Ousmane Sonko dénonce la volonté occidentale d’imposer l’homosexualité au Sénégal
Le Premier ministre Sénégalais Ousmane Sonko a fermement condamné, lors d’une allocution devant les députés, ce qu’il qualifie de « tyrannie occidentale » visant à imposer des valeurs sociétales étrangères, notamment en matière de droits des personnes LGBTQ+. Selon lui, cette démarche reflète une volonté hégémonique de la part d’un groupe restreint de nations riches, qui utilisent leur influence médiatique et économique pour façonner les normes mondiales.

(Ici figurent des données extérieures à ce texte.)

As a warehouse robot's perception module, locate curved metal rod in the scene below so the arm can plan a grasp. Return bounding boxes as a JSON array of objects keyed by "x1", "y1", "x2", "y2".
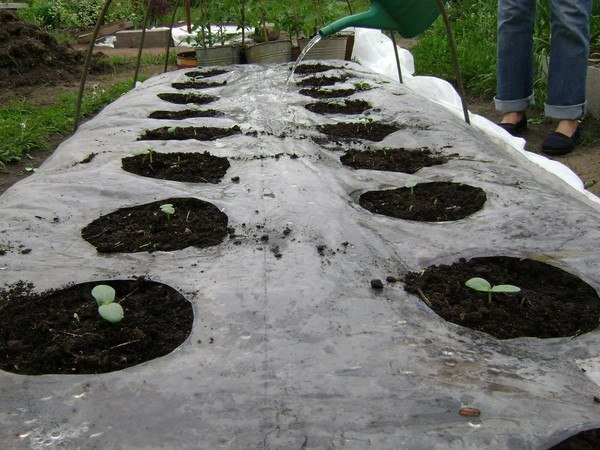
[
  {"x1": 438, "y1": 0, "x2": 471, "y2": 125},
  {"x1": 73, "y1": 0, "x2": 112, "y2": 132},
  {"x1": 132, "y1": 0, "x2": 152, "y2": 89},
  {"x1": 163, "y1": 0, "x2": 179, "y2": 73}
]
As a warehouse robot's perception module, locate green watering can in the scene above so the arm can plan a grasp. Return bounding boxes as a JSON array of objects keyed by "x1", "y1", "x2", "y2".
[{"x1": 319, "y1": 0, "x2": 441, "y2": 38}]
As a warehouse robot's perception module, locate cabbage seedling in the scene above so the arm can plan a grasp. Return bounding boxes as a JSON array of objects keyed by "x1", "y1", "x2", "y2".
[
  {"x1": 465, "y1": 277, "x2": 521, "y2": 303},
  {"x1": 160, "y1": 203, "x2": 175, "y2": 220},
  {"x1": 92, "y1": 284, "x2": 125, "y2": 323}
]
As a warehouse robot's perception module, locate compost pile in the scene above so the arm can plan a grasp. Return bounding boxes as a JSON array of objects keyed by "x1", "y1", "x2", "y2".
[{"x1": 0, "y1": 12, "x2": 105, "y2": 89}]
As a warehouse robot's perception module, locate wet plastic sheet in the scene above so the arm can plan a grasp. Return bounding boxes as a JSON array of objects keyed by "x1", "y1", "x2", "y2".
[{"x1": 0, "y1": 62, "x2": 600, "y2": 449}]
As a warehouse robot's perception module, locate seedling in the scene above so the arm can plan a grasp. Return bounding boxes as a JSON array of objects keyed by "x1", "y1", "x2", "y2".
[
  {"x1": 160, "y1": 203, "x2": 175, "y2": 220},
  {"x1": 465, "y1": 277, "x2": 521, "y2": 303},
  {"x1": 92, "y1": 284, "x2": 125, "y2": 323},
  {"x1": 404, "y1": 176, "x2": 419, "y2": 195}
]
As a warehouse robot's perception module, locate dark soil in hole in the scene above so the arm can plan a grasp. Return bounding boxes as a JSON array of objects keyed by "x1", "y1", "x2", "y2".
[
  {"x1": 138, "y1": 125, "x2": 242, "y2": 141},
  {"x1": 304, "y1": 100, "x2": 371, "y2": 114},
  {"x1": 359, "y1": 182, "x2": 486, "y2": 222},
  {"x1": 317, "y1": 122, "x2": 401, "y2": 141},
  {"x1": 294, "y1": 63, "x2": 339, "y2": 75},
  {"x1": 81, "y1": 198, "x2": 228, "y2": 253},
  {"x1": 185, "y1": 69, "x2": 229, "y2": 78},
  {"x1": 171, "y1": 81, "x2": 227, "y2": 89},
  {"x1": 299, "y1": 89, "x2": 357, "y2": 98},
  {"x1": 0, "y1": 10, "x2": 112, "y2": 89},
  {"x1": 548, "y1": 428, "x2": 600, "y2": 450},
  {"x1": 0, "y1": 279, "x2": 193, "y2": 375},
  {"x1": 121, "y1": 152, "x2": 229, "y2": 183},
  {"x1": 404, "y1": 256, "x2": 600, "y2": 339},
  {"x1": 296, "y1": 75, "x2": 350, "y2": 87},
  {"x1": 148, "y1": 109, "x2": 223, "y2": 120},
  {"x1": 340, "y1": 147, "x2": 450, "y2": 173},
  {"x1": 158, "y1": 92, "x2": 217, "y2": 105}
]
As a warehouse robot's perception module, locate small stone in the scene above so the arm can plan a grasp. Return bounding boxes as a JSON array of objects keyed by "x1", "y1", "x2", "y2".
[{"x1": 371, "y1": 278, "x2": 383, "y2": 289}]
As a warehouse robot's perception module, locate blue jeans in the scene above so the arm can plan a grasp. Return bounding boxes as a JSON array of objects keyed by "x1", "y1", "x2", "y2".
[{"x1": 494, "y1": 0, "x2": 592, "y2": 119}]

Ces déclarations surviennent dans un contexte où la question de l’homosexualité suscite des débats intenses au Sénégal, pays à forte majorité musulmane. Pour de nombreux Sénégalais, la défense des droits LGBTQ+ est perçue comme une imposition culturelle occidentale, en contradiction avec les traditions locales et les valeurs religieuses partagées.
Fin mars, le président Bassirou Diomaye Faye a promulgué une loi alourdissant les peines encourues pour les relations entre personnes de même sexe. Désormais, les « actes contre nature » sont passibles de cinq à dix ans de prison, contre un à cinq ans auparavant. Cette législation s’accompagne également de sanctions pour ceux qui encourageraient ou financeraient ces pratiques, avec des peines allant de trois à sept ans d’emprisonnement.
Quelques semaines après l’adoption de cette loi, des arrestations ont déjà été recensées, illustrant la volonté des autorités de faire respecter strictement les nouvelles dispositions.
Une loi contestée à l’international, mais soutenue localement
Ousmane Sonko a souligné que la promulgation de cette loi avait suscité de vives critiques à l’étranger, notamment en France. Pour le chef du gouvernement sénégalais, ces réactions extérieures relèvent d’une tentative d’ingérence dans les affaires souveraines du pays.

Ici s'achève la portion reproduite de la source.